The President knew, too, that when Robert McFarlane left the post of national-security assistant in December 1985, North would take over the plan for arms deliveries to Iran, which became formalized in an ``intelligence finding'' signed by the President on Jan. 17, 1986.

The President thus created a pocket covert action facility within the National Security Council to manage secret missions. What, then, was it that he did not know?

Presumably, he did not know the ingenious way that North arranged to advance his two assignments by linking them together. That is, a markup on weapons for Iran would be used to finance the contras. Reagan, had he known, might have enjoyed the irony of making Ayatollah Khomeini an ``angel'' for the contras.

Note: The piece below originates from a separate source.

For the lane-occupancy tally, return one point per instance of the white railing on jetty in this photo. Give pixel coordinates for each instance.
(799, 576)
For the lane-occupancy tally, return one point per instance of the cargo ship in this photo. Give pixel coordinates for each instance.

Why did the President not know about the plan that he now calls ``seriously flawed''? Because the managers of secret projects know the importance of maintaining presidential ``deniability'' about impropriety. Presidents often state their wishes in general; others implement.

President Kennedy talked to his aides about ``getting rid of'' Premier Fidel Castro. There were at least eight Central Intelligence Agency conspiracies between 1961 and 1965 to assassinate the Cuban leader.

A decade later, the CIA's Richard Helms testified before a Senate investigating committee, ``I believe it was the policy at the time to try to get rid of Castro, and if killing him was one of the things to be done in this connection, that was within what was expected.... Any of us would have found it very difficult to discuss assassinations with the President of the United States. I believe we all had the feeling that we're hired to keep these things out of the Oval Office.''

Yet, the rigorous investigation turned up no Kennedy order for assassination, and all the late President's intimates testified that it was inconceivable that he would have wanted such a thing.

Similarly, President Nixon, having raged about national-security leaks, professed not to know about the illegal wiretaps and break-ins employed by the ``White House Plumbers'' engaged to plug such leaks. And, having demanded ``total intelligence'' about the Democrats, he seemed surprised to learn about a break-in on Democratic headquarters in June of 1972.

Without seeking to press the analogy too far, it must be noted that Presidents Kennedy, Nixon, and Reagan shared an impatience with the cumbersome procedures of government and improvised their own machinery for direct action. Undoubtedly, all of them were convinced they were exercising some mystical ``inherent powers'' in the national-security interest.

There is something disingenuous about making Adm. John Poindexter and Colonel North walk the plank for the Iran-Nicaragua caper. What did President Reagan think would happen when he created a pocket CIA in the White House basement to evade the rules and sidestep the mandates of Congress?

Daniel Schorr, who wrote for The Christian Science Monitor from the Benelux countries more than three decades ago, is now senior news analyst at National Public Radio.